“With a growing global population and greater prosperity, the number of vehicles on the road could exceed two billion by midcentury. Combine this with a continuing population shift toward cities, with a projected 54% of the global population in cities by 2050, and it becomes clear that our current transportation model is not sustainable. Our infrastructure cannot support such a large volume of vehicles without creating massive congestion that would have serious consequences for our environment, health, economic progress and quality of life.” — Bill Ford, Executive Chairman, Ford Motor Co.
Bill Ford’s comments, which you’ve just read, were featured recently in The Wall Street Journal’s 125th anniversary issue where leaders were asked to predict what’s coming up. Ford is in a unique position in the auto industry – being the great-grandson of Henry Ford, who “redefined mobility for average people,” along with articulating bold, forward-thinking ideas on where automakers need to go in the next 20 years. Bill Ford understands the inner working and challenges faced by global automakers in moving forward, along with the market dynamics that will likely cause automakers to transform their identities.
Ford Motor Co. has been on the front lines with these issues – whether that be through having to clean up another miles-per-gallon overstatement, or producing lightweight aluminum-body pickup trucks and selling more hybrids and plug-in hybrids. Bill Ford sees the landscape changing overall for the global auto industry in addressing these potential solutions………
- Space-efficient vehicles that run on gasoline or alternative energy sources.
- Beyond the energy fueling the vehicles, Ford says that using materials and manufacturing processes committed to sustainability are very important. Aluminum is a good example, as is carbon fiber, in approaching the life-cycle supply chain from a new perspective.
- Rethinking the role of vehicles in transportation – making them “smarter and more integrated into the overall transportation system.” OEMs will no longer be just car and truck makers, but will redefine themselves as “personal-mobility companies.”
- Cars will need to be able to interact with each other in a city’s infrastructure, networking with other transportation modes like trains, buses, and bikes.
- Ridesharing and carsharing companies like Lyft, Uber, and Zipcar symbolize a major shift in thinking – from individual ownership to transportation alternatives.
- Bill Ford is a believer in connectivity – with “wireless communication, infotainment systems and limited functions for automated driving and parking” being of much importance.
- Autonomous driving is becoming possible, and is already starting to show up in technology features making cars safer and easier to drive. Beyond completely driverless cars, Ford says that some entrepreneurs are looking into the feasibility of flying cars.
- The auto industry has entered a new phase in its history. “The next 20 years will see a radical transformation of our industry, and will present many new ways of ensuring that my great-grandfather’s dream of opening the highways for all mankind will remain alive and well in the 21st century and beyond,” Ford wrote.
2 thoughts on “Bill Ford shares ideas on the transformation of automakers into personal-mobility companies”

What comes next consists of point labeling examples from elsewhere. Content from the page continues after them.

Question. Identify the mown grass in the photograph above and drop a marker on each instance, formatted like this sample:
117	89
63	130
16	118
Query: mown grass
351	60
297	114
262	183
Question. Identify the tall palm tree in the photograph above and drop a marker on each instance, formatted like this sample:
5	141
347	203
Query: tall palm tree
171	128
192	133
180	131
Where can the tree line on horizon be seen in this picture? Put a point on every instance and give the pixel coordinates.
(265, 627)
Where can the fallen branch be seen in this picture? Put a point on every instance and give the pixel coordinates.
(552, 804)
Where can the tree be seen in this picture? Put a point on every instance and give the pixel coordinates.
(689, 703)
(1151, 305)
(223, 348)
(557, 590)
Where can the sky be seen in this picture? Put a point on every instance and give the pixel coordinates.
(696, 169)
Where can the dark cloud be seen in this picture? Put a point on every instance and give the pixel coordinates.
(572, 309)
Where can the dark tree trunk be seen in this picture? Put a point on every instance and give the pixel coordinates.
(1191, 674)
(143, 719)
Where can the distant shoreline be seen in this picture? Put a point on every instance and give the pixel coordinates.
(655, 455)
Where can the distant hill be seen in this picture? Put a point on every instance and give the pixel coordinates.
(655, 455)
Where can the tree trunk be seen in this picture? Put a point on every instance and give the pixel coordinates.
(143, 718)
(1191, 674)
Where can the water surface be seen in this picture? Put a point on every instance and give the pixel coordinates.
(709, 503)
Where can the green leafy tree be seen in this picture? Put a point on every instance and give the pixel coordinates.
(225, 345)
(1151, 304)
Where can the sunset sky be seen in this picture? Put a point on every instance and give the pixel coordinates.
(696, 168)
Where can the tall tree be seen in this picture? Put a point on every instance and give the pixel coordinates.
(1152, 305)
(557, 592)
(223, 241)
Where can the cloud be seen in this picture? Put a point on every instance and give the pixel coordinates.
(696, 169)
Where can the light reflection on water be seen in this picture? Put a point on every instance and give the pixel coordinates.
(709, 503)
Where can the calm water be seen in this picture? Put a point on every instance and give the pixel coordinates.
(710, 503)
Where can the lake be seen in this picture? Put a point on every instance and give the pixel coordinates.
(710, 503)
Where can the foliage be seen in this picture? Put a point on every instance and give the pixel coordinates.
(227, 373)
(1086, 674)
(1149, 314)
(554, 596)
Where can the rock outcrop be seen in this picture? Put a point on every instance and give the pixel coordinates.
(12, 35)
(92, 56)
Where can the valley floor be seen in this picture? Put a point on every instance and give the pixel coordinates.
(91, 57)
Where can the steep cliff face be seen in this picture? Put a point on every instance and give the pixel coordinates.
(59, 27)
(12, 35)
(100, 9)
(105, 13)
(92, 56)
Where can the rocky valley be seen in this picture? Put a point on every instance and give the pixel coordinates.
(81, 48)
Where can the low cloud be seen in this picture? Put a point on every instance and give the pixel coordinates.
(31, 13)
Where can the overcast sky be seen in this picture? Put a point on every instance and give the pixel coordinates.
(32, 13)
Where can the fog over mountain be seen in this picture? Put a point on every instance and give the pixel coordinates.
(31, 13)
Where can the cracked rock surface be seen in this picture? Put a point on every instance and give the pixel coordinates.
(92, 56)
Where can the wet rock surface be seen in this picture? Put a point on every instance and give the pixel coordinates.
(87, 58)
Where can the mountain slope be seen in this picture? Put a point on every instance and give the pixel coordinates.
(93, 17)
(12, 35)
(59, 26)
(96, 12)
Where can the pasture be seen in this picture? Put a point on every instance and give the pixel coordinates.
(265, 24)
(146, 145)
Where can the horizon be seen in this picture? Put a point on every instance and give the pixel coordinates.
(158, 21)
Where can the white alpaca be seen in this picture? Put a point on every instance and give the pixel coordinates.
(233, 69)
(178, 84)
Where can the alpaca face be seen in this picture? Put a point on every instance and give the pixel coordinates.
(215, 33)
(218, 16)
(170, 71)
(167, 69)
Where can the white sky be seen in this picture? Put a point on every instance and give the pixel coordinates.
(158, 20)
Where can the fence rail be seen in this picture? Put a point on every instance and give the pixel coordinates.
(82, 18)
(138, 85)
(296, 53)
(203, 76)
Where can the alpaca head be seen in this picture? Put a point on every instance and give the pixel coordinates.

A fundamental disruption is under way, there is no doubt. But it won’t be led in a meaningful way by any automakers despite what they may do or say publicly.
Bill Ford’s comments are worth studying. Autos offer convenient, personal, 24/7 mobility from home to your destination. Transit options on fixed routes and inconvenient schedules force riders are not attractive to choice riders.
I believe local transport options need to be more like cars. If communities provide more choices for the last mile from a residence to a mobility hub or to local work, shop, dine and play locations, then there will be increased potential to attract choice riders.
Greenville SC is looking at ways to create multi-modal transport options that help people have more connectivity and choices in mobility, including the last mile. So we are trying to create corridors or communities where people can choose to walk, bike, or use an electric car or Proterra bus, or an at-grade autonomous shuttle like a Google car (an aTaxi) or an elevated electric Personal On-demand Driverless (ePOD) to get from home to primary daily activities.
Mobility hubs become centers for GreenVillages development, attractive, livable, sustainable places where people love to live, work, shop, dine and play.
Improved mobility creates win/win benefits for individuals and communities including reduced congestion and pollution, as well as increased safety and convenience.